Hace tiempo vengo leyendo la obra de Fante, autor muy poco leído en el mundillo literario. Llegué a él a través de Bukowski, quien conoció la fama en vida y ha tenido la suerte de ser reconocido aún después de muerto, hasta el punto de que incluso gente del común sin el exquisito hábito de la lectura lo ha leído. Fante fue su maestro, y lo recuerda en ese gran relato titulado Conozco al maestro. Un hombre que desbordaba ingenio y vitalidad con la palabra escrita. He aquí un fragmento de Camino de Los Ángeles donde el protagonista Arturo Bandini, alter ego cínico del autor, tiene una hilarante conversación con su tío:
Después del postre las mujeres se levantaron y salieron. Mi madre cerró la puerta.
Todo parecía premeditado. El tío Frank fue al grano encendiendo la pipa, apartando
unos platos y apoyando los codos en la mesa. Se quitó la pipa de la boca y agitó la
cazoleta bajo mi nariz.
—Mira, pequeño hijoputa —dijo—; no sabía que también fueras un ladrón. Sabía
que eras un vago, pero por Dios bendito que no sabía que fueras un ratero.

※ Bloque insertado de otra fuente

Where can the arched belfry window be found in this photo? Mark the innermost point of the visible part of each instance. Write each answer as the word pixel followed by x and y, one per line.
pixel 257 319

—Tampoco soy un hijoputa —dije.
—He hablado con Romero —dijo—. Sé lo que hiciste.
—Te lo advierto —dije—. Con vocablos inequívocos te advierto que no vuelvas a
llamarme hijoputa.
—Le robaste diez dólares a Romero.
—Tienes una osadía colosal, una presunción inusitada. No alcanzo a entender por
qué te permites la libertad de ofenderme llamándome hijoputa.
—¡Robar a tu jefe! —dijo—. Te parecerá bonito.
—Te digo otra vez, y con toda sinceridad, que, a pesar de tu mayor edad y de
nuestro parentesco, te prohíbo terminantemente que utilices apelativos ignominiosos
como hijoputa para referirte a mí.
—¡Un sobrino vago y ladrón! Es asqueroso.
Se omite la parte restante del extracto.